In many ways this Christian philosophy debate came at a pivotal point in Blondel’s career as a philosopher. He had recently retired from teaching for reasons of deafness and blindness, and he was looking for ways to finish the systematic works he had been contemplating for years while busy with teaching and with administrative work as senior chair holder in philosophy for the region of Aix-Marseille. The idea of proposing a Catholic philosophy that any rational agent would entertain not merely as plausible but even necessary for the fulfillment of human aspirations, was still uppermost in his mind. In fact it had been bolstered and emboldened through extensive reading of Augustine, whom he read as no less a philosopher than Aquinas, rather than merely as a man of authority in the Church to whom believers had to defer.
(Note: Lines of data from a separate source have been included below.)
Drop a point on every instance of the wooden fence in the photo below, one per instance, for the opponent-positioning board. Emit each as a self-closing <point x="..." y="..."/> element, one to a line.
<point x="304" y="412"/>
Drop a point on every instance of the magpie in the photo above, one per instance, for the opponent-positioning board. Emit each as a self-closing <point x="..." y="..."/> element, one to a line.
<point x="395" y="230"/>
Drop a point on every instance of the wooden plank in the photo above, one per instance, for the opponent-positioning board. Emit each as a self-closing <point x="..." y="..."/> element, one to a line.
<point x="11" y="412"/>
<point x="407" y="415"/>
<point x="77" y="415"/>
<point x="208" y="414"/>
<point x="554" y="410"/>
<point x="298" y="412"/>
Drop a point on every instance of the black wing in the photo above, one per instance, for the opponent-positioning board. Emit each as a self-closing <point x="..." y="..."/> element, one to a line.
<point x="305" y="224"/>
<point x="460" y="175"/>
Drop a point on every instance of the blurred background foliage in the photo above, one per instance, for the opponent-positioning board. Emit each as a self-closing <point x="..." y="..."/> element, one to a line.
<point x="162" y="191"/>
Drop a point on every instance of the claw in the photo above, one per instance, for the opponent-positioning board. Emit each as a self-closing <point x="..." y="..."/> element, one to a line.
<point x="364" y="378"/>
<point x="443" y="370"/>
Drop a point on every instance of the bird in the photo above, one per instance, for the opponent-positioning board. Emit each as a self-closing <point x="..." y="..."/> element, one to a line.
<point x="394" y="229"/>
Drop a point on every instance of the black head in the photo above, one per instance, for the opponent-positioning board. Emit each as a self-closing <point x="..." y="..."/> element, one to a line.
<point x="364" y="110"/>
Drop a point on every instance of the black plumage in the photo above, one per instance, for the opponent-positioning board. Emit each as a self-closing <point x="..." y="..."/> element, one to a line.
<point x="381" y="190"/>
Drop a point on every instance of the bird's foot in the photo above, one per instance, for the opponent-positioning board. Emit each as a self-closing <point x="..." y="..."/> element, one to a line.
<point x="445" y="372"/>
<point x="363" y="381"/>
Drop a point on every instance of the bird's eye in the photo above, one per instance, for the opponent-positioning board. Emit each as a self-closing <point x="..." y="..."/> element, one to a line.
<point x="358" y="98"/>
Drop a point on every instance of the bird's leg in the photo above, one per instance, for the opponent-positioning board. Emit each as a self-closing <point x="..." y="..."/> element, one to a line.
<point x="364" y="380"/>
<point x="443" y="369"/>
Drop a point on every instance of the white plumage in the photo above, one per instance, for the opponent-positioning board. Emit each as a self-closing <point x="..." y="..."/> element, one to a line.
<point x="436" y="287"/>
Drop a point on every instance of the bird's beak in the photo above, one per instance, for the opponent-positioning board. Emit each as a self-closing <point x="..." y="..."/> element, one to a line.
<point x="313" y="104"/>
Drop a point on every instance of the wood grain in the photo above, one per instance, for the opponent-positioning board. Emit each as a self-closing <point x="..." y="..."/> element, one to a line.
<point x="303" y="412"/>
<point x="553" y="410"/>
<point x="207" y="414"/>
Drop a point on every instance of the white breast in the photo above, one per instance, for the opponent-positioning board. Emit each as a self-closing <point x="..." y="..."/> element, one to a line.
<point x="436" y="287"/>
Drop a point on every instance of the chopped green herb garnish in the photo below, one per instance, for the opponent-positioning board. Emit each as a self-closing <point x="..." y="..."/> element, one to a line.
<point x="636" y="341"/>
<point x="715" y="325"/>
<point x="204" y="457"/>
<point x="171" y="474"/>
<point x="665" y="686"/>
In the essay translated and published in the present volume, “On the Need for a Philosophy of the Christian Spirit,”3 which was written a year or two before the debates that began in 1930 though not published until after Blondel’s death, we find him ruminating on this question of the good and the usefulness of studying the Christian mysteries from a philosophical standpoint as a resumption of the work he had begun over thirty years earlier, and which he was still thinking of completing with a more explicit reference to the Christian mysteries. In fact, it was through his reflection on the Gospel mysteries that Blondel arrived at the project of rethinking the whole idea of philosophy in terms of action in the concrete, and of human destiny as a whole, as we know from the spiritual diaries he kept while working on his dissertation.4 The later essay is a first draft of what he had in mind to do in his later philosophy and how he intended to proceed, what questions he intended to explore in speaking of what he calls the philosophical exigencies of Christianity. The essay speaks of a certain need to probe philosophically into the Christian mysteries, while recognizing that as mysteries they are beyond the capacity of reason to investigate, to use a phrase from Aquinas, or to penetrate, to use Blondel’s word. This is a need he tries to justify rationally as a philosopher and hermeneutically as a believer, in what remains for him in either case a mystery.